Trends Exploit Video and Real-world Connections
It should go without saying that online courses for teachers have all been correlated to national and state standards. It's slowly migrating down to district standards, too. As databases are built and shared by districts and vendors, expect this trend to grow exponentially.
Other trends inspire innovation. For example, videos of master teachers demonstrating techniques in the classroom have proven both popular and effective, especially with the addition of e-mail and chat. Now consider how $50 Web cams enable face-to-face chats. Think about how a digital video camera could create in-house training materials, for access online. Once the notion of capturing real people in real settings takes hold, ideas tend to multiply.
Real settings are a powerful trend in online training, and manifest in various ways. CaseNEX (www.casenex.com), a spin-off from the University of Virginia, uses situation-based narratives and case methods, for instance. Educators go through a five-step framework to analyze cases that "portray events, situations and people as they are-not as theorists say they are supposed to be," says Robert Moreland, vice president of business development.

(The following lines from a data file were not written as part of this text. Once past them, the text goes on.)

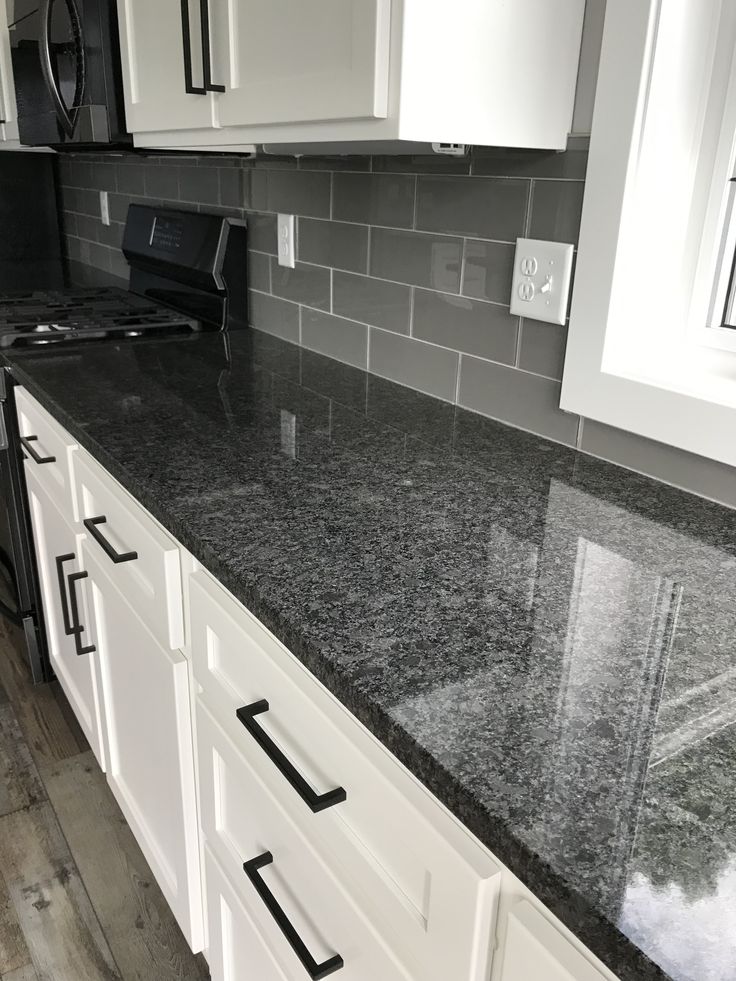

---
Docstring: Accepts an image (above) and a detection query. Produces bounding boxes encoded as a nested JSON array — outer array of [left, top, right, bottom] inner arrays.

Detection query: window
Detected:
[[561, 0, 736, 466]]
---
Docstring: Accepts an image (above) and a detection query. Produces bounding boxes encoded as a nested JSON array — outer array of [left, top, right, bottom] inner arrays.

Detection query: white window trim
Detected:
[[561, 0, 736, 466]]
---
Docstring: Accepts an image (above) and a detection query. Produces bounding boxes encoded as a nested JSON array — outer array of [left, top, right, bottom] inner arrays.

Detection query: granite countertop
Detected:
[[4, 332, 736, 981]]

LessonLab (www.lessonlab.com) goes even further. They film teachers in classrooms and digitize all of the supplementary aids, such as overhead projections or Web links. This is then delivered online, accompanied by transcripts of student-teacher dialogues.

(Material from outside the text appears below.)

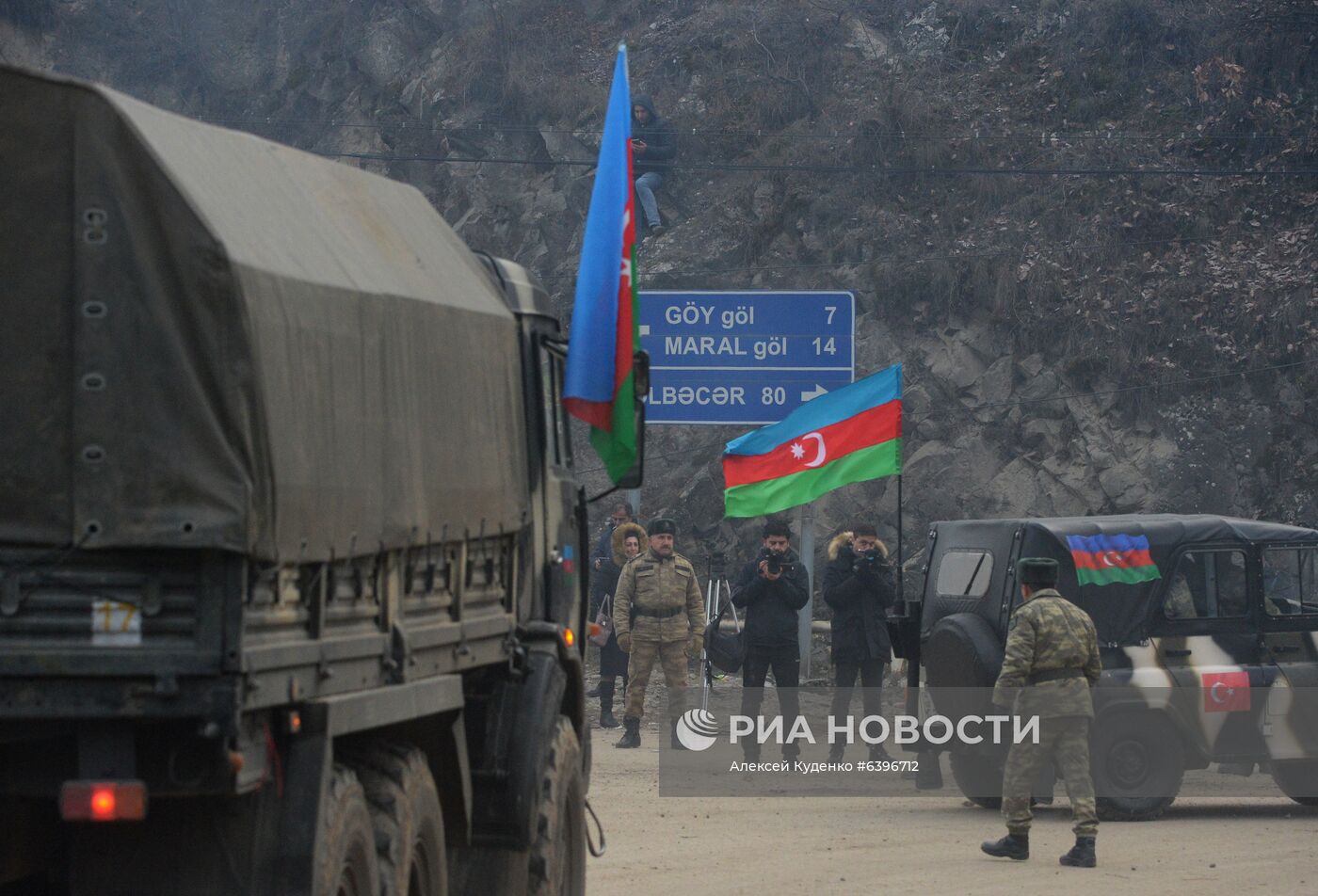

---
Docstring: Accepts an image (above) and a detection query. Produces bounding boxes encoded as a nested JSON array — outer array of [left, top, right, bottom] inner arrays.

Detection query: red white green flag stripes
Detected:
[[724, 363, 902, 517]]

TeachFirst (www.teachfirst.com) also uses videos to model best practice, and then actively fosters mentors and coaching relationships via online forums. And the trend is to provide more. Scholastic Red (www.scholasticred.com), a new program targeting reading skills for example, teams interactive videos, simulations and online tools with online mentors and in-person workshops. With funds and interest peaking in the next few years, expect a wave of on-site support options for online staff development at both campus and district levels.
The Biggest Blocks
Obstacles remain to using the Internet for professional development, of course. But many are shrinking quickly. The first-a certain reticence, let's say-is diminished through variations of online mentors, on-site specialists and moderated forums. Providers have come to understand facilitating human connections is not a trend but a mandate in online training.

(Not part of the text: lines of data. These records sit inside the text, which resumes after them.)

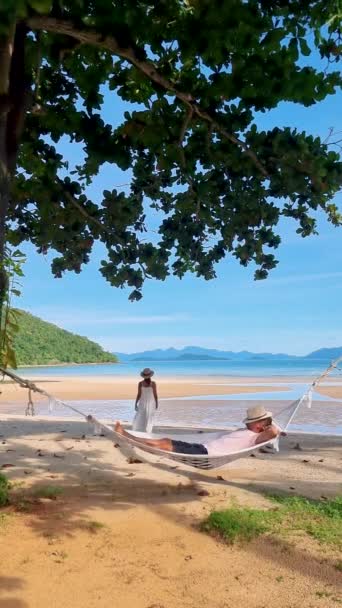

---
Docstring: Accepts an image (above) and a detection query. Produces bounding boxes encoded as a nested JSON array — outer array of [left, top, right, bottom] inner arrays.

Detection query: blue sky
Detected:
[[15, 81, 342, 354]]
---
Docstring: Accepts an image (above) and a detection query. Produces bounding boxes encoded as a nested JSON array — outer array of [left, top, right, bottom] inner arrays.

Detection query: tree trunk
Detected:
[[0, 23, 31, 318]]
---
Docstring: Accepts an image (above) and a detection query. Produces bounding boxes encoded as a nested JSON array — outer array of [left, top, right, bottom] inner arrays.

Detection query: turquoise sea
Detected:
[[6, 359, 342, 435]]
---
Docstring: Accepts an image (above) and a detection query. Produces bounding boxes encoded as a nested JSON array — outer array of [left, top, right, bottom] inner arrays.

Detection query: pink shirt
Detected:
[[204, 429, 258, 456]]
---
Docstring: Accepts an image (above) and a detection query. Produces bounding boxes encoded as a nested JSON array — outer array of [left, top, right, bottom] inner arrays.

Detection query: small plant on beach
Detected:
[[0, 473, 11, 507], [201, 496, 342, 548], [201, 507, 279, 544], [34, 486, 63, 500], [271, 496, 342, 547]]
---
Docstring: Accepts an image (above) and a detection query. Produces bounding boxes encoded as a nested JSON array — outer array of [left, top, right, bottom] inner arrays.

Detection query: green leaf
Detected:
[[299, 38, 311, 57]]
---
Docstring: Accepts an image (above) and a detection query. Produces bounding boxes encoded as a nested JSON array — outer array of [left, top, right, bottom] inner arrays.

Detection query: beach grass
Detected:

Bandwidth is a more difficult issue. Districts need a "big pipe" to deliver training with embedded videos, for example. Yet the cost is usually prohibitive. So investigate banding together with other districts, or partnering with cities, community colleges or local business, to acquire the desired network bandwidth. States, too, recognize their vested interest. The Digital California Project (www.cenic.org) will soon connect all K-12 schools to the same high-speed network used by the state's universities and research institutions. One of its three goals: to deliver training directly to educators in local settings.
The largest hurdle to widespread online staff development in schools is adequate technical support. "What we've found," relates Classroom Connect's Jackson about online training,
"is that teachers will dip their toes in. But if they have a negative experience, usually due to a glitchy network or choked server, they won't try it again for a while." Thus it is imperative for districts to invest in full-time IT staff. Moreover, technical support must be a line item in yearly budgets. "Business learned this in the '80's," Jackson remarks, "and saw great gains in the '90's."
Do the Math
Undoubtedly, online professional development will play a profound role in improving our nation's schools. Just do the math.
"We don't have enough money, enough time or enough people," notes Jackson about the timetable and mandates of No Child Left Behind. "If we don't use online training, how will we ever get this accomplished?"